The quality of the sky, for instance, in the clearness of a fall morning, just after sunrise, when the light pink rings the entire horizon and deepens to lavender then fades to new blue -- I feel as if I've driving to work inside a seashell.
Or late on a summer afternoon when it's been hot and humid and the leaves have been blowing upside down all day; and in the west purple mountains suddenly loom, and a far rumble tells me a storm is about to break. The heavy way the air feels. How high the clouds can climb, and the lightning flashes like tiny strobes.
Or that day last October when I opened the garage door one morning, and the light had that strange flat grey quality when it's a certain kind of stratus cloudy ... and it was slowly, delicately, sparsely, first snowing.
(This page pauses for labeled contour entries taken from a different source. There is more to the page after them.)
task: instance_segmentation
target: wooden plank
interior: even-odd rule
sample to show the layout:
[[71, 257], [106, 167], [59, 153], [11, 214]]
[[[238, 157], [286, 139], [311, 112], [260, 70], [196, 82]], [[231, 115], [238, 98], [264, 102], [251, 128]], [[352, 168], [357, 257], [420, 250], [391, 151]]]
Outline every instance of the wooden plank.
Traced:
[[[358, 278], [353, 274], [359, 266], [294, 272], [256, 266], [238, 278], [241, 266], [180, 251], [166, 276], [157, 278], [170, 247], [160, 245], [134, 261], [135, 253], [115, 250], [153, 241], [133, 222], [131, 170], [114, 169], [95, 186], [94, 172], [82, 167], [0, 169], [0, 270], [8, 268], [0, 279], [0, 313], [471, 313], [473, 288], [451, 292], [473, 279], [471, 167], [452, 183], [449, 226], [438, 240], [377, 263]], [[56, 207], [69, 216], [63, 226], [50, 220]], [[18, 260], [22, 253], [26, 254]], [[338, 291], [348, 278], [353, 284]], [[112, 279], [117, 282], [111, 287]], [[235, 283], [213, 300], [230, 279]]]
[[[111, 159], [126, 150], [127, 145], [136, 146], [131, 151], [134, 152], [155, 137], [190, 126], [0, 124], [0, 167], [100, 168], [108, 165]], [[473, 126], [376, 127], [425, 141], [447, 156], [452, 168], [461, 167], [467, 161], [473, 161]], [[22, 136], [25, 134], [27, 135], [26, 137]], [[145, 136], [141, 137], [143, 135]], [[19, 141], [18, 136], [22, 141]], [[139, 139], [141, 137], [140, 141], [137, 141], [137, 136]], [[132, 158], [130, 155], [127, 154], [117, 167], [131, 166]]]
And it was so quiet.
Or the day I always wait for in June, The Perfect Day of the Year. The grass is so green it hurts your eyes, the trees have just reached their summer fullness, the first flowers are blooming, and it's warm but not humid, sunny but not blinding, and you wish the day would never, ever end.
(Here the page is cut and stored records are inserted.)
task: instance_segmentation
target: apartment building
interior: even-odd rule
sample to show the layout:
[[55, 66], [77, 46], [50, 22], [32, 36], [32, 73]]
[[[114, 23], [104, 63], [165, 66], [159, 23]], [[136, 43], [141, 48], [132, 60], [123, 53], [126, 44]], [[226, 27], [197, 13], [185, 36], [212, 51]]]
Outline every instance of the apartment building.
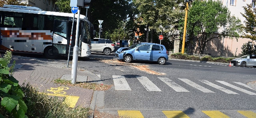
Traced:
[[22, 3], [33, 7], [38, 7], [43, 10], [57, 11], [58, 8], [56, 0], [21, 0]]
[[[221, 0], [223, 5], [227, 6], [230, 12], [231, 15], [234, 15], [238, 17], [241, 20], [242, 23], [244, 24], [245, 18], [242, 16], [241, 13], [244, 14], [243, 6], [247, 6], [247, 4], [252, 4], [253, 8], [256, 8], [256, 0]], [[223, 28], [220, 27], [222, 30]], [[210, 54], [212, 55], [233, 56], [237, 56], [242, 51], [241, 48], [245, 43], [250, 42], [256, 43], [255, 41], [250, 39], [240, 38], [236, 39], [226, 38], [221, 39], [214, 39], [206, 43], [204, 54]], [[198, 40], [195, 39], [194, 44], [189, 46], [188, 52], [190, 53], [199, 54], [199, 47]]]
Even the spareness of a late January day when that December snow has melted, and the leaves have been blown to clear to the mountains, everything is grey and brown and beige, touched with black -- there's an honest openness to the fields and woods and even the yards in my neighborhood--uncovered, blemished, but full of potential.
How Allen County looks when you take off from Baer Field: the fields, the clusters of houses, the trees, oh! there's the three rivers, the patchwork of civilization that just gets smaller and smaller. And in summer, it's just so green.
And in October: Driving home from Huntington on US24, past where 114 tees into it, and beginning at County Line Road, the trees that line the road a conflagration of color, from the palest yellow to fiery red, and still accented by a few deep greens, and knowing that this beauty is so transient, the next cold front will destroy my majestic corridor.
If you need to feel overpowered by your environment, don't come to the Midwest, for you will have no mountains to look up to. A tornado may blow you away, however. If you need variety to amuse and entertain you, rapids to raft, cliffs to rappel, hills to climb, buy a ticket; for these aberrations, though present, must be sought. If you have no energy to look for the beauty of the small things, don't come to the Midwest, for the beauty will allude you.
But if you marvel at the silhouette of a barren oak tree's branches against an ice-blue February sky, if the sight of a winter wheat field growing green when you least expect it brings a smile, if the memory of the stillness of a lake country morning as you sit on the dock with a cup of coffee and a deep breath gets you through the winter ... then you too have learned to appreciate the beauty of small thing.

1 comment:

  1. This was beautiful. When I first arrived here I wrote a post where I refered to this part of the world as the Land of Rainbows. I remember marveling at the round barns and how surreal the lots of farm equipment appeared. It took me awhile to realize that the lack of fenses made everything look....unfensed! Thanks for the poetry to start off my morning.